Reputation: 23
I'm working on a script that will predict the used disk space % on a server given a future date. The Use% is grabbed 1x/day from this command as in the below:
$ df -h
Filesystem Size Used Avail Use% Mounted on
/dev/sda3 30G 24G 4.4G 85% /
and recorded along with the date. The script is in Python and the short of it is im getting a very low score when I use LinearRegression as my classifier. The code is below:
import pandas as pd
import numpy as np
from sklearn import preprocessing, cross_validation, svm
from sklearn.linear_model import LinearRegression
# list of tuples whose format is (day_of_month, percent_used)
results = [(1, 83), (2, 87), (3, 87), (4, 87), (5, 89), (6, 88), (7, 83), (8, 75), (9, 73), (10, 73), (11, 74), (12, 77), (13, 77), (14, 79), (15, 79), (16, 79), (17, 79), (18, 79), (19, 80), (21, 80), (22, 81), (23, 84), (24, 85), (25, 85), (26, 85), (27, 85), (28, 85)]
labels = ['day', 'pct_used']
df = pd.DataFrame.from_records(results, columns=labels)
# convert list of days into a numpy array and reshape
X = np.array(df['day']).reshape(-1,1)
y = np.array(df['pct_used'])
X_train, X_test, y_train, y_test = cross_validation.train_test_split(X, y, test_size=0.4)
clf = LinearRegression(n_jobs=-1)
clf.fit(X_train, y_train)
print clf.score(X_test, y_test)
# predict day 30's pct_used value
print clf.predict(np.array([30]).reshape(-1,1))
and it outputs:
-0.19521578836110454
[81.22057369]
where the clf.score
is negative each time. I would like to get it positive and at least .95 or higher so I can be confident in the prediction. I'm not sure if Im using the wrong classifier, needing more data, needing more features, or doing something else wrong in the code.

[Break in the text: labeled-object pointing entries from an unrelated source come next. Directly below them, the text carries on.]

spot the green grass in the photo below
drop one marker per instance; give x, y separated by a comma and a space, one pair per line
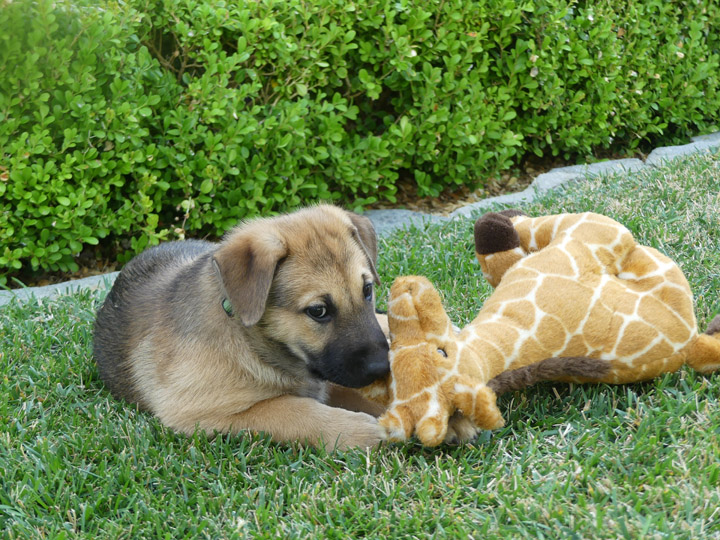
636, 461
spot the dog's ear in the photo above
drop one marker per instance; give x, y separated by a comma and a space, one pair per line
246, 264
366, 237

Something interesting I've found is if I change the initial list of results to have more linearly increasing pct_used, eg:
results = [(1, 73), (2, 73), (3, 74), (4, 75), (5, 76), (6, 77), (7, 78), (8, 78), (9, 80), (10, 80), (11, 81), (12, 82), (13, 83), (14, 84), (15, 85), (16, 85), (17, 85), (18, 86), (19, 86), (21, 87), (22, 88), (23, 89), (24, 89), (25, 90), (26, 91), (27, 91), (28, 92)]
Then the score skyrockets with this output:
0.9852576797564747
[94.37028796]
So that makes me think that LinearRegression
works well as the classifier only as long as the Y axis data is mostly linear. Of course, in the real-world disk space fluctuates like it does in my original dataset, so thats why im thinking maybe I should be using a different classifier but i tried sklearn.svm.SVR()
and that was very poor score as well.
I suppose instead of linear regression a logistic regression approach could work, where either its likely to exceed 90% used in the next few days or its not. Or i read briefly about 'time-series forecasting' though im not sure if this meets the criteria or not (i'm new to machine learning..). I'm flexible, just really questioning what is wrong with my setup and if I need to take a new approach altogether.
Thank you for any suggestions and specific edits to improve the code.
Upvotes: 1
Views: 2133
Reputation: 1704
When you use a linear regression. You are actually just fitting a line to the data. If the data is not linear, then it is not a great method. Notice that your data is not linear with respect to day:
Fitting a line (i.e. doing LinearRegression) over your data gives you a line that is not a great predictor of your data:
There are however subsets of your data that are more linear. For example, if you use a linear regression from day 8 on, then you get the following line:
Your "score" goes way up. Running your code 1000 times (on this subset of the data) gives an average score of .875857. You may want to come up with a model that accounts for the fact that at a certain percent, a user will probably delete files in order to free up more space.
Upvotes: 6